Por Ivanilda Figueiredo *
Os países com maior declínio democrático em 2020 têm em comum a perseguição aos direitos de pessoas LGBTIs. Polônia, Hungria, Turquia, Brasil e Sérvia são, nesta ordem, os cinco países com maior declínio democrático entre 2010 e 2020, de acordo com o Instituto V Dem. O instituto usa mais de dezenas indicadores para mensurar a saúde da democracia, qualificando-as em democracia liberal, democracia eleitoral, autocracia liberal e autocracia fechada. De acordo com o estudo, 68% da população mundial vive hoje em autocracias e apenas 14% da população em democracias com mais respeito aos direitos, as quais nomeiam como democracias liberais. Não vamos discutir conceitos aqui. Basta dizer que o Brasil não está no topo do ranking. Pelo contrário, o Brasil é caracterizado como uma democracia eleitoral em declínio. As ameaças a direitos humanos e à liberdade de imprensa e expressão estão entre os motivos de nossa decadência.
Na Polônia, presidente e os principais líderes do partido majoritário consideram os direitos das pessoas LGBTI+ como uma ameaça à família tradicional. Cidades polonesas têm se autodenominado “zonas livres da ideologia LGBTI+” e o presidente reeleito Andrzej Duda chamou a luta LGBTI+ de mais perigosa do que o comunismo. Não à toa reúne em uma mesma sentença comunistas e LGBT+. Tanto na Polônia quanto aqui, o fantasma do comunismo como inimigo interno número um ainda está presente em muitos discursos de políticos conservadores e, hoje, as pessoas LGBTI+ são também alçadas à condição de inimigas internas, cuja existência e luta justificam a necessidade de líderes fortes e decididos capazes de exterminar a ameaça. Estratégia bastante conhecida para a ascensão de autocratas.

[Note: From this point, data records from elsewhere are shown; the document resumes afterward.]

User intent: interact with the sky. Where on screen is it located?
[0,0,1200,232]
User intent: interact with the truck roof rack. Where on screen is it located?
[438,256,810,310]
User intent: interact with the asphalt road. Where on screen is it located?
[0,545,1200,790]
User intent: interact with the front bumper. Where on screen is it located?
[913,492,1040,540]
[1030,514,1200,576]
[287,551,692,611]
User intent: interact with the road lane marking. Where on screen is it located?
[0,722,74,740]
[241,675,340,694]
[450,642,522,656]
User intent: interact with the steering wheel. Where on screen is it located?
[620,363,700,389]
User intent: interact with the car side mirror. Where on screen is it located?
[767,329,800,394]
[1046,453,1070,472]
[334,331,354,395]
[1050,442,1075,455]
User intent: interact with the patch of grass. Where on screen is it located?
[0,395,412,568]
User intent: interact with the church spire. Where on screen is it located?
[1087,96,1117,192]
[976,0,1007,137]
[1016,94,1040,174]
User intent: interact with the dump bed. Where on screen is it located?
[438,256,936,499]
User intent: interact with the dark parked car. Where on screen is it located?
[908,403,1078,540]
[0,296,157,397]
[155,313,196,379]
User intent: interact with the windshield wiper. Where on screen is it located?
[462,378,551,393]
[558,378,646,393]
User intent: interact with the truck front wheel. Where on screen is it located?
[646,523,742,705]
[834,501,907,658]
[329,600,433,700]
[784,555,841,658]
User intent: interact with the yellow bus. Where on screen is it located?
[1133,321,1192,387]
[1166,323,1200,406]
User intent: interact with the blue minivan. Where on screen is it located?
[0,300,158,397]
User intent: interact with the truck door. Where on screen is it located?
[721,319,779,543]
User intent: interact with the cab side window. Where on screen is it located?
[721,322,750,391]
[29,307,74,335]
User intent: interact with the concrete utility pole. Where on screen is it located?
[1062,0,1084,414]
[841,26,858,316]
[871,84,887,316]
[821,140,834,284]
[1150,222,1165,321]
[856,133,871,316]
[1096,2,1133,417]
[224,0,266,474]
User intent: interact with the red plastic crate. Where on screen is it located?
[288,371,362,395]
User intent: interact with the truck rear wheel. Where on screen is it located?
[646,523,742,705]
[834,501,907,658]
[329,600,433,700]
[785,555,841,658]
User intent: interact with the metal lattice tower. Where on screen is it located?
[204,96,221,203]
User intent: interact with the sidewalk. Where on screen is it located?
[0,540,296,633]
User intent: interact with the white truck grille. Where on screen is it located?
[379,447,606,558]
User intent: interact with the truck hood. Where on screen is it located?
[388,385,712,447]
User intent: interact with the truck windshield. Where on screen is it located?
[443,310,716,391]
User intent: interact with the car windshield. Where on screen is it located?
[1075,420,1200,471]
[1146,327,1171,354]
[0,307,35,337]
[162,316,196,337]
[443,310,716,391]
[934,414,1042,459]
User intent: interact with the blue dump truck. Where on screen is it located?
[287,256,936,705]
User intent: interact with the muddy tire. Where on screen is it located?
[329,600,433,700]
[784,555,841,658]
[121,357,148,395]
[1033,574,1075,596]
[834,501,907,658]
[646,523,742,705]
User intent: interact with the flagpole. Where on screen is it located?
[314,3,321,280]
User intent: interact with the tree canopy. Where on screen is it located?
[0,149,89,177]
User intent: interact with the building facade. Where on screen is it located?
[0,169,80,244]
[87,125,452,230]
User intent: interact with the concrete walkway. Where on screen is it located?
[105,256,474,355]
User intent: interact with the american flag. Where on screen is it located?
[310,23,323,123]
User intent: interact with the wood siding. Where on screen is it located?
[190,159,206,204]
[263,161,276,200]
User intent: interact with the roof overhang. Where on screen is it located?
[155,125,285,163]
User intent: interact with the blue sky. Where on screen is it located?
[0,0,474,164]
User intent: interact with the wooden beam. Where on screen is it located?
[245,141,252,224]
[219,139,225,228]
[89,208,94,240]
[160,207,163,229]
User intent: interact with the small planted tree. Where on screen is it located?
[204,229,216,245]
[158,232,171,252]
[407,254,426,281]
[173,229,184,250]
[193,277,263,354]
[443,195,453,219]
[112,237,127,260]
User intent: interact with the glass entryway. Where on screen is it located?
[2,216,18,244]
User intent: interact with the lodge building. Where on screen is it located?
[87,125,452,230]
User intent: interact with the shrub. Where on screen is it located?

Na Hungria, o presidente Vitor Orban é conhecido por promover o ódio contra a população LGBTI+. Na cruzada anti-LGBTI+, a constituição foi alterada para designar como família apenas aquelas constituídas por relações heteroafetivas e seus filhos; as cirurgias e tratamentos de redesignação de sexo foram proibidas e foi estabelecida a censura nas escolas a qualquer debate que envolva as existências LGBTI+. O fomento ao medo de influenciar as crianças é também uma constante em todos aqueles que elegem as pessoas LGBTI+ como suas inimigas públicas. Aqui, a sanha vem sendo detida por brilhantes decisões do STF, mas não se tem como prever a mudança após a ascensão do Ministro “terrivelmente evangélico” indicado pelo atual presidente.
As paradas do Orgulho LGBTI+ foram proibidas em toda a Turquia. Em sua capital, Ancara, nenhum evento LGBT+ tem permissão para acontecer e o presidente Erdorgan recentemente afirmou que o país irá “levar para o futuro não uma juventude LGBT, mas uma juventude digna da história gloriosa desta nação”.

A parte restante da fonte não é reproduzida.